A list of these genes can be accessed in output,
see vignette for example.
Finding K for Condition 1
Trying K = 1
Trying K = 2
Trying K = 3
Trying K = 4
Trying K = 5
Trying K = 6
Trying K = 7
Done!
counts <- SingleCellExperiment::normcounts(DataNorm)
summary(colSums(counts))
Min. 1st Qu. Median Mean 3rd Qu. Max.
54112972 56272666 56519431 58933473 57764297 116031129
dim(counts)
[1] 21907 74
It is well known that the number of detected genes in each cell explains a very large portion of variability in scRNA-Seq data (Hicks et. al. 2015 BioRxiv, McDavid et. al. 2016 Nature Biotechnology). Frequently, the first principal component of log-transformed scRNA-Seq read counts is highly correlated with the number of detected genes (e.g., r > 0.9). Here, we calculate the number of detected genes for glioblastoma cells, which will be used as an known factor in the IA-SVA analyses.
Num_Detected_Genes <- colSums(counts>0)
Geo_Lib <- colSums(log(counts+1))
summary(Geo_Lib)
Min. 1st Qu. Median Mean 3rd Qu.
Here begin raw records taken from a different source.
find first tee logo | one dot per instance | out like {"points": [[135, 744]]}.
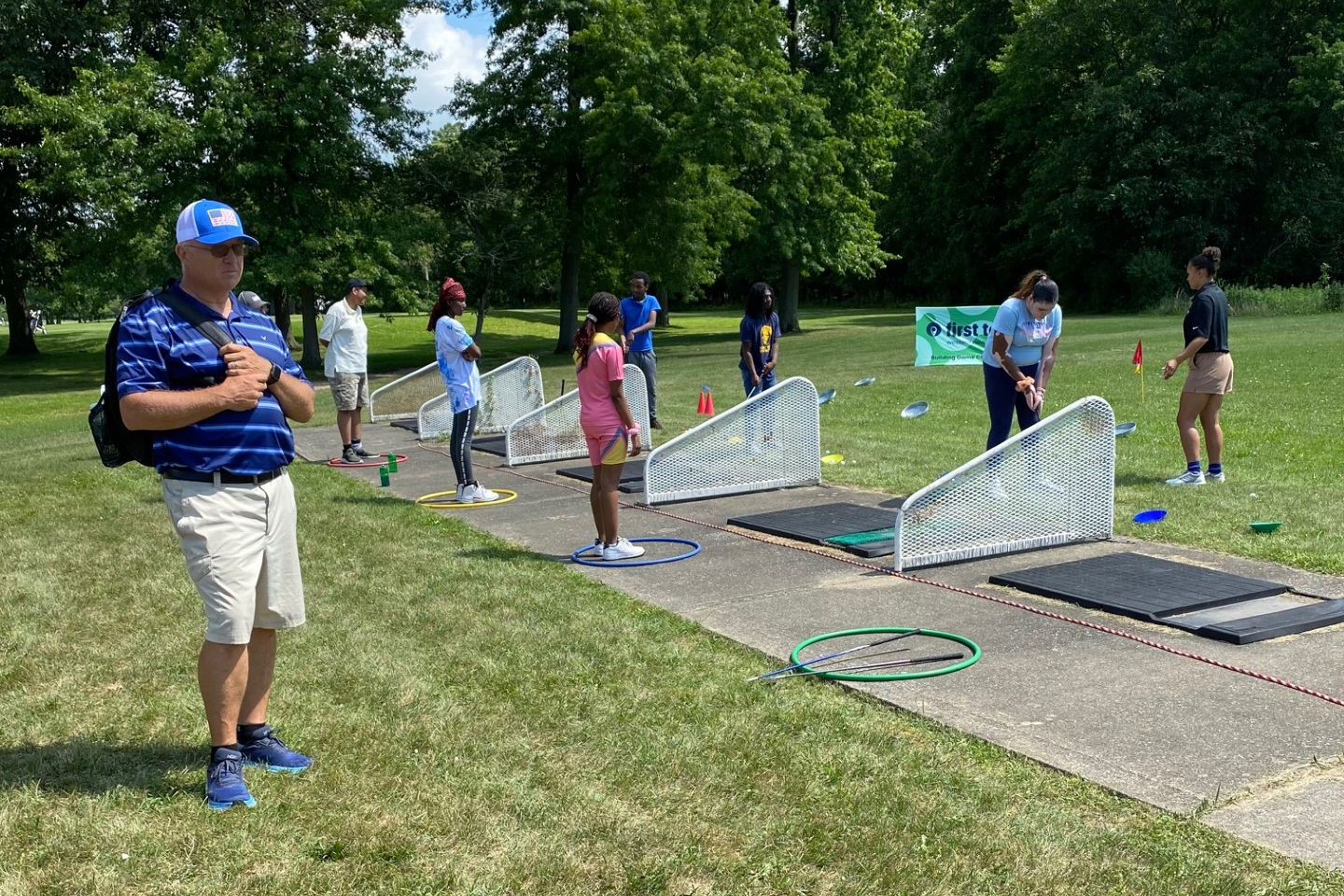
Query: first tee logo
{"points": [[223, 217]]}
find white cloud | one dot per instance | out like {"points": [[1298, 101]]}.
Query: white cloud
{"points": [[455, 51]]}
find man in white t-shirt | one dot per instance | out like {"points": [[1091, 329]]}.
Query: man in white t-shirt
{"points": [[345, 339]]}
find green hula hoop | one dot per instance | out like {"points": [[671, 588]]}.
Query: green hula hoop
{"points": [[897, 676]]}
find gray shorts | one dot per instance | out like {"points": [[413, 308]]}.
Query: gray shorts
{"points": [[242, 553], [350, 391]]}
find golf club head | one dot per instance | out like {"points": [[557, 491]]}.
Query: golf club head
{"points": [[914, 410]]}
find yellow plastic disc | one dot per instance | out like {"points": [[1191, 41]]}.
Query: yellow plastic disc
{"points": [[429, 500]]}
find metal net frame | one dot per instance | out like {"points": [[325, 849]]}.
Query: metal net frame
{"points": [[405, 395], [553, 431], [510, 391], [1051, 483], [769, 441]]}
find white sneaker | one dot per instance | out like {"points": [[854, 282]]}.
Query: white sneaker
{"points": [[623, 550], [479, 495]]}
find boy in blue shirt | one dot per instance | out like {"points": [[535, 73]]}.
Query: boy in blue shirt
{"points": [[640, 315]]}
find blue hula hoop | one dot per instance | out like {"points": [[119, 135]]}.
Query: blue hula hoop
{"points": [[578, 555]]}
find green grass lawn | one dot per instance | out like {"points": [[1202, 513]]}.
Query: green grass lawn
{"points": [[488, 721]]}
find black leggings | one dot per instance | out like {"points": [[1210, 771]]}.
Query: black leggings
{"points": [[1002, 397], [464, 424]]}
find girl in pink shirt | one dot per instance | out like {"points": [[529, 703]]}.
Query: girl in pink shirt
{"points": [[608, 425]]}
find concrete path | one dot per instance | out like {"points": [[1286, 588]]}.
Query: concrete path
{"points": [[1164, 725]]}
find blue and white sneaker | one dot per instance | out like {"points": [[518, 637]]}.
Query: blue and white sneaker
{"points": [[266, 749], [225, 786]]}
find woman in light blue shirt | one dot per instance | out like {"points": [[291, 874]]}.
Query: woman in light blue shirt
{"points": [[1020, 355]]}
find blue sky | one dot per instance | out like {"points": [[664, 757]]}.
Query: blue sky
{"points": [[457, 46]]}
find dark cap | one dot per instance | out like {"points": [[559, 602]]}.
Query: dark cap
{"points": [[1046, 292]]}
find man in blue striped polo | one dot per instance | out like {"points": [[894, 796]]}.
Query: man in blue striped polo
{"points": [[222, 448]]}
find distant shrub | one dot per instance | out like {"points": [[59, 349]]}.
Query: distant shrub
{"points": [[1151, 275], [1265, 301]]}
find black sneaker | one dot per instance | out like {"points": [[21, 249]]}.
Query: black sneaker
{"points": [[265, 749], [225, 786]]}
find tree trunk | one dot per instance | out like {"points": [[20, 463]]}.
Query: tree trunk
{"points": [[17, 312], [281, 308], [790, 306], [312, 357], [14, 284], [570, 254], [571, 251], [483, 302]]}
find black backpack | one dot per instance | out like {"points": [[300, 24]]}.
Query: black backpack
{"points": [[116, 443]]}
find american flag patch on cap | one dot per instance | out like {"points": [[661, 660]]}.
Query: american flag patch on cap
{"points": [[222, 217]]}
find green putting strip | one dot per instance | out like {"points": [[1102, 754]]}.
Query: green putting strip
{"points": [[863, 538]]}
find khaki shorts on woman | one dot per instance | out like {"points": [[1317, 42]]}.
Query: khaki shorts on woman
{"points": [[1210, 373]]}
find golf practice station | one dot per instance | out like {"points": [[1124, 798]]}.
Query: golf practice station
{"points": [[672, 448]]}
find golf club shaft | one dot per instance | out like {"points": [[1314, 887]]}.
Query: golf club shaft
{"points": [[874, 666], [861, 647]]}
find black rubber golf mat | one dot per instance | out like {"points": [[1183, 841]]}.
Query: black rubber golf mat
{"points": [[632, 474], [820, 522], [1207, 602]]}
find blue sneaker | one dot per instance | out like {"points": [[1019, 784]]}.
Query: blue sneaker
{"points": [[265, 749], [225, 786]]}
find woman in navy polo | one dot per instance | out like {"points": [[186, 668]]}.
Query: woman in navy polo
{"points": [[1210, 375]]}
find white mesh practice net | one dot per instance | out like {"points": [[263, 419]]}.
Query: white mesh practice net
{"points": [[507, 392], [553, 431], [769, 441], [403, 397], [1053, 483]]}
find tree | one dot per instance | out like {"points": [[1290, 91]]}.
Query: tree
{"points": [[637, 117], [818, 202], [286, 110]]}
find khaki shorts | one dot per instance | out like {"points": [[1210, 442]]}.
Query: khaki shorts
{"points": [[242, 553], [350, 391], [1210, 373]]}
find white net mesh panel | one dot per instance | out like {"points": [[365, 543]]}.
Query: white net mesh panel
{"points": [[403, 397], [1053, 483], [507, 392], [769, 441], [553, 431]]}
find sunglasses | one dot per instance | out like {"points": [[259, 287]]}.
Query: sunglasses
{"points": [[242, 250]]}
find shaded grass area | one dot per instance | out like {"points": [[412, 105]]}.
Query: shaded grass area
{"points": [[488, 721], [1281, 425]]}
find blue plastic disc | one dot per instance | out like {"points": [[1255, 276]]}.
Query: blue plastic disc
{"points": [[638, 562]]}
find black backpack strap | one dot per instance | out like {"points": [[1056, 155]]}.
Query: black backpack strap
{"points": [[194, 315]]}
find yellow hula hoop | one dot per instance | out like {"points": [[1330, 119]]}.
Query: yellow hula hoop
{"points": [[427, 500]]}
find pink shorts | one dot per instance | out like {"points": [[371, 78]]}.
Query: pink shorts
{"points": [[607, 448]]}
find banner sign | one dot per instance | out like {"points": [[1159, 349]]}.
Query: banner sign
{"points": [[952, 335]]}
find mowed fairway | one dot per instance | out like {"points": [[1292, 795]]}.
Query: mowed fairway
{"points": [[488, 721]]}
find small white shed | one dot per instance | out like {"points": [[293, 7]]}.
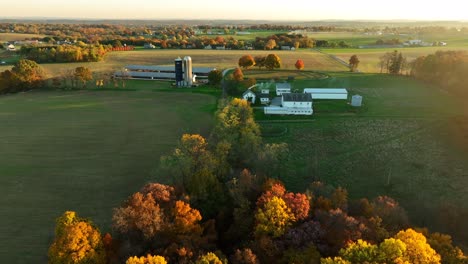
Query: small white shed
{"points": [[282, 88], [328, 93], [356, 100], [249, 96]]}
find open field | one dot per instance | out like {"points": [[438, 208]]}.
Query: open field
{"points": [[369, 58], [401, 143], [202, 58], [17, 36], [84, 151]]}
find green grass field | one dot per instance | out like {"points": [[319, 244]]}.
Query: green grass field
{"points": [[84, 151], [401, 143], [201, 58]]}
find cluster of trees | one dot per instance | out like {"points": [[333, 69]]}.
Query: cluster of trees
{"points": [[226, 203], [445, 68], [394, 41], [332, 44], [65, 53], [270, 62], [25, 75], [394, 63]]}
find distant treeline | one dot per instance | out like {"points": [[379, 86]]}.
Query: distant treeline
{"points": [[65, 53], [448, 69]]}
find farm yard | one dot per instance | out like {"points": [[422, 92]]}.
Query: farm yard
{"points": [[59, 147], [408, 141], [201, 58], [400, 144]]}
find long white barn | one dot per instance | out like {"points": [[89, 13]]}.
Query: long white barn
{"points": [[327, 93]]}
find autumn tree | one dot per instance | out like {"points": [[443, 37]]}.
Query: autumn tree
{"points": [[299, 64], [271, 44], [418, 251], [260, 61], [244, 256], [353, 63], [238, 75], [149, 259], [209, 258], [246, 61], [274, 218], [215, 77], [236, 126], [195, 169], [272, 61], [83, 75], [76, 241]]}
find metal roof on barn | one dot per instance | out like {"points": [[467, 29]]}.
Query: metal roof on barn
{"points": [[297, 97], [165, 68]]}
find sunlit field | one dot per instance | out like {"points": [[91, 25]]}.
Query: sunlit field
{"points": [[83, 151], [405, 142]]}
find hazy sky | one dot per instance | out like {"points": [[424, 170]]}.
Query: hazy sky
{"points": [[239, 9]]}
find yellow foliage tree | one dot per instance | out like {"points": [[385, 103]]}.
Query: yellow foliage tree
{"points": [[186, 218], [335, 260], [209, 258], [149, 259], [274, 218], [77, 242], [418, 251]]}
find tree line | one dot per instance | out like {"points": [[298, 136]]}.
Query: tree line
{"points": [[65, 53], [225, 203], [446, 69]]}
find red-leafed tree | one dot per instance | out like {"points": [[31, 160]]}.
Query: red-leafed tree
{"points": [[299, 64], [246, 61]]}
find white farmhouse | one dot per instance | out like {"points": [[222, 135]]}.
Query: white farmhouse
{"points": [[327, 93], [249, 96], [283, 88], [292, 104]]}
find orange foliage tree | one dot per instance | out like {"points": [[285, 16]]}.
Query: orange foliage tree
{"points": [[299, 64], [76, 241], [238, 75], [246, 61]]}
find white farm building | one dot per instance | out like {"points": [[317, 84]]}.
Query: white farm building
{"points": [[292, 104], [327, 93]]}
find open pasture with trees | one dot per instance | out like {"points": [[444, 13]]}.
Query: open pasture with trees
{"points": [[402, 143], [201, 58], [85, 151]]}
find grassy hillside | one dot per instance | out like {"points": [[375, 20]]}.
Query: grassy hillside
{"points": [[83, 151], [202, 58], [406, 142]]}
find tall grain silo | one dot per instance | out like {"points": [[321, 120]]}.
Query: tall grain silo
{"points": [[179, 71], [356, 100], [188, 77]]}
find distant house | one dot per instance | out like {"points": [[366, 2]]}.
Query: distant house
{"points": [[264, 98], [292, 104], [283, 88], [11, 47], [249, 96], [149, 46], [327, 93]]}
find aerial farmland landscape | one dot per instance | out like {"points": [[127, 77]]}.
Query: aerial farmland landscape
{"points": [[336, 133]]}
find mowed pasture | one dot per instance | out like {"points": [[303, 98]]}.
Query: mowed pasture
{"points": [[402, 143], [370, 58], [7, 37], [201, 58], [85, 151]]}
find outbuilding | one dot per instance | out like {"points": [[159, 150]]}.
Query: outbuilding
{"points": [[328, 93], [282, 88]]}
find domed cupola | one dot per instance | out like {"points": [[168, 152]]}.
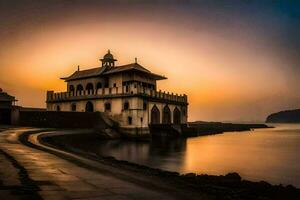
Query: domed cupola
{"points": [[108, 60]]}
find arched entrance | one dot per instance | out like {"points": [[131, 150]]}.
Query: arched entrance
{"points": [[79, 89], [89, 107], [166, 115], [90, 88], [72, 89], [73, 107], [155, 115], [176, 116]]}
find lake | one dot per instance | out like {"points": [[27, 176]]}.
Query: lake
{"points": [[272, 155]]}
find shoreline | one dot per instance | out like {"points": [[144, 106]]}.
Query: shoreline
{"points": [[230, 185]]}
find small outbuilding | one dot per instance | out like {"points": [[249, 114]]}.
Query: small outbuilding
{"points": [[6, 103]]}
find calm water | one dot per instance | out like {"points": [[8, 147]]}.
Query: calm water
{"points": [[264, 154]]}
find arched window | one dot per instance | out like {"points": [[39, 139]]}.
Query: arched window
{"points": [[129, 120], [176, 116], [73, 107], [71, 88], [99, 85], [166, 115], [107, 106], [155, 115], [89, 107], [126, 105], [79, 89], [144, 105], [90, 88]]}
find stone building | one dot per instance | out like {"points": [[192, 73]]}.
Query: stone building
{"points": [[127, 94], [6, 104]]}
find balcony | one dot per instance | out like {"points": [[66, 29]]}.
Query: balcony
{"points": [[115, 92]]}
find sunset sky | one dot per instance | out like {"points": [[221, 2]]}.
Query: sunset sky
{"points": [[236, 60]]}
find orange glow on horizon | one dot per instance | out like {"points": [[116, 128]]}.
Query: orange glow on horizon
{"points": [[216, 73]]}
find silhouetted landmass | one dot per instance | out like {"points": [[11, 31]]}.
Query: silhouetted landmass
{"points": [[199, 128], [288, 116]]}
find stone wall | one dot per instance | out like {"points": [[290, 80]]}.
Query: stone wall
{"points": [[51, 119]]}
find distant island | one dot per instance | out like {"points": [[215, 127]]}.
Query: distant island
{"points": [[288, 116]]}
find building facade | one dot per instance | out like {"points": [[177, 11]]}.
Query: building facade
{"points": [[127, 94], [6, 104]]}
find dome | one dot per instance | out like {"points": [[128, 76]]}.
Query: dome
{"points": [[108, 55]]}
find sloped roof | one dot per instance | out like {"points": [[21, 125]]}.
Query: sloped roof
{"points": [[111, 70], [5, 97], [85, 73]]}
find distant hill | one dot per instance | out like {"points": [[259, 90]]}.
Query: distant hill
{"points": [[288, 116]]}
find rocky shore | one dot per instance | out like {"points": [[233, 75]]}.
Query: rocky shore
{"points": [[230, 186]]}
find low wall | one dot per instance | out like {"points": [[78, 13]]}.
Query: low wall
{"points": [[50, 119]]}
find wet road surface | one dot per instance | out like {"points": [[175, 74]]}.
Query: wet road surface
{"points": [[58, 178]]}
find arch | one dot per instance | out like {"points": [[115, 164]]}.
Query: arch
{"points": [[90, 88], [89, 107], [155, 115], [166, 115], [71, 88], [99, 85], [73, 107], [176, 116], [107, 106], [79, 89], [144, 105], [126, 105]]}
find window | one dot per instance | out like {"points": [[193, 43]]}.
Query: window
{"points": [[126, 105], [129, 120], [99, 85], [73, 107], [107, 107], [145, 105]]}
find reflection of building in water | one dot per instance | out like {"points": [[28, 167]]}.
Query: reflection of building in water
{"points": [[128, 94], [165, 154], [6, 104]]}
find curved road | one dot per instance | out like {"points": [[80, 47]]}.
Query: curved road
{"points": [[59, 178]]}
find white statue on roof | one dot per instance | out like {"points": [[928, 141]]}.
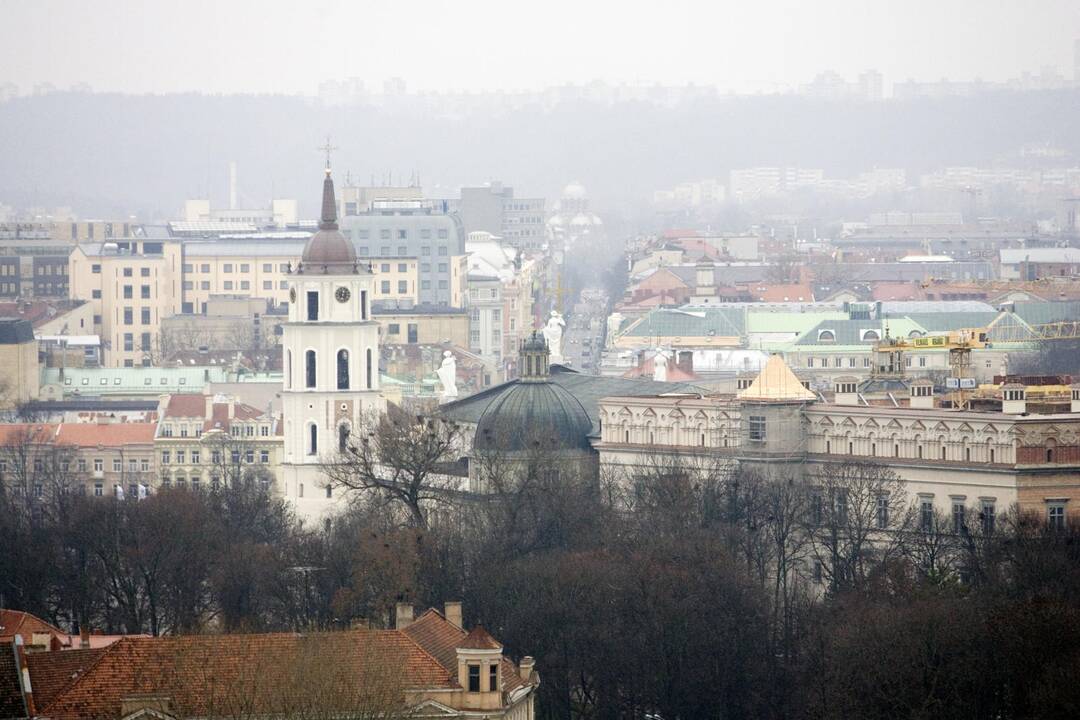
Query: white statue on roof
{"points": [[448, 377], [553, 334]]}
Max.
48594 55663 60062 60197 62882 99461
barplot(Geo_Lib, xlab="Cell", las=2, ylab = "Geometric library size")
lcounts <- log(counts + 1)
# PC1 and Geometric library size correlation
pc1 = irlba(lcounts - rowMeans(lcounts), 1)$v[,1] ## partial SVD
cor(Num_Detected_Genes, pc1)
[1] 0.8357149
cor(Geo_Lib, pc1)
[1] 0.9299861
Here, we run IA-SVA using Geo_Lib_Size as a known factor and identify five hidden factors. SVs are plotted in a pairwise fashion to uncover which SVs can seperate cells.
set.seed(3445)
mod <- model.matrix(~Geo_Lib)
summ_exp <- SummarizedExperiment(assays = counts)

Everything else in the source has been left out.